The short wooden shelves of the store are filled with apple butter, potatoes, lemon drops, sprinkles and whole-wheat baking products.
"I have one customer who swears by the whole-wheat on losing weight," she said. "She's lost over 100 pounds since the first of the year."
Sugar and Spice also sells over 90 different spices. Lester said one woman drives all the way from Springfield to buy Saffron, a Spanish spice used for rice and soups, from the store. The store also sells crystallized ginger.
"I don't like it, but there's people out there who do," Lester said.
The store has soy candles for sale on a table by the register. Lester said she wanted to keep the business as local as possible, so she called the Colchester FFA and asked it to make soy candles for her to sell and she would then pass along the profits. However, the members said they would be unable to keep up with that type of demand, so Lester found a mother-daughter team in Macomb to make them.
After traveling about 90 miles to find similar stores for her own needs, Lester realized the hole in the local market.
"I had seen stores like this run by Mennonites or the Amish in Iowa," she said.

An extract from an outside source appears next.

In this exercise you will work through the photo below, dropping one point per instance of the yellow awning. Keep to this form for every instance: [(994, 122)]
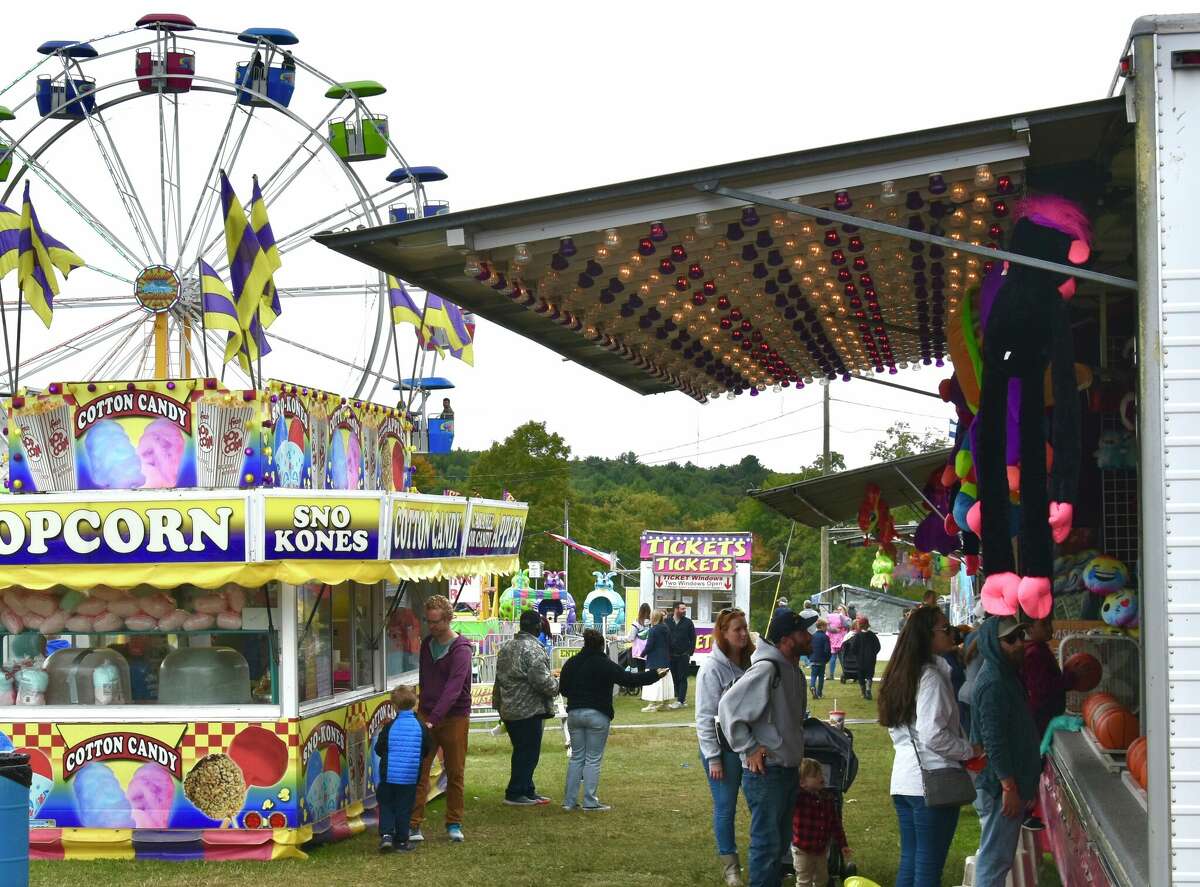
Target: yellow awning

Three years ago she read an article in a cooking magazine about a woman who had a bulk food store, so she looked up the woman and gave her a call. She was hoping the owner would be able to tell her how to start up her own similar business.
"I called the woman and told her I had some vacation time coming up and that I wanted to come see her store," Lester said. "She said I could come see her store, but she wouldn't help me. She said 'no one helped me and I won't help you.'"

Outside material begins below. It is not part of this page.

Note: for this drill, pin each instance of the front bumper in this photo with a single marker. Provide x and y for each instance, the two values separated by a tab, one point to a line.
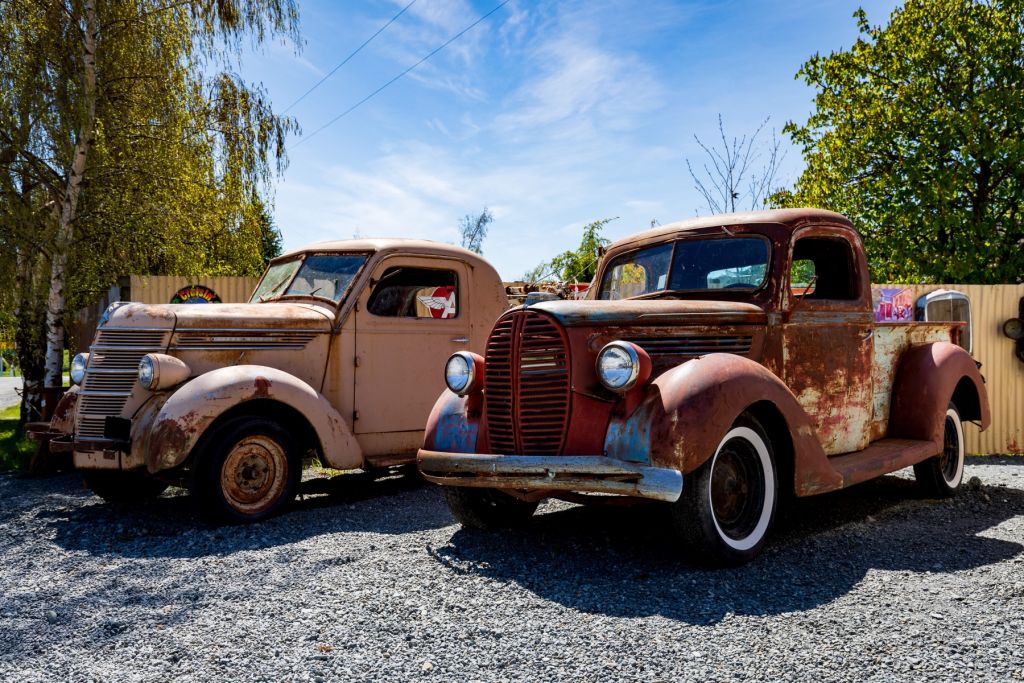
596	474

Lester said the store was about 300 miles away, so she wouldn't have been in competition with it. Because the woman was unwilling to help her, she never did go visit it.
Lester then found a bulk store about 90 miles from Colchester in Cantrell, Iowa, and the man who owned that store helped her. She said he told her about a catalog that had all the items that she would want to sell.
"I took the small business start-up class at Western (Illinois University)," Lester said. She also added that she had to take a refresher course for her health food service license.
Her husband bought her the building as a gift.
"It was sitting empty for a long time," she said. "I really wanted to use an existing building rather than building something."
When they bought the building, the floors were leaking. She and her husband hired the local Amish community to help them build the floors and make some shelves. The store finally opened on Jan. 1, 2003.
"I had nothing to do but sit at home and watch football, and I said 'we're going to open today,'" Lester said.
Originally the store was open 9 a.m. to 5 p.m., seven days a week, but it is now closed on Sundays.
"I found it just doesn't pay to be open on Sundays," Lester said.
Lester's daughter and three grandchildren help out, but she said she pretty much runs things. She added her grandchildren participate by picking out types of candy she will sell.
Currently they have gummy spiders, gummy chicken feet and year-round multi-flavored candy canes, among other candies.
"The store offers something really different from your Wal-Mart or Kmart experience," Lester said. "Those stores are OK, but every town has those."
Some of Lester's customers buy baking products in her store and then share the results with her.
"People bring me things," she said. "They're always buying (ingredients) and then bringing me a loaf of bread."
Lester does not sell her own homemade food at the store though.
"That's a whole other can of worms with the health department," she said.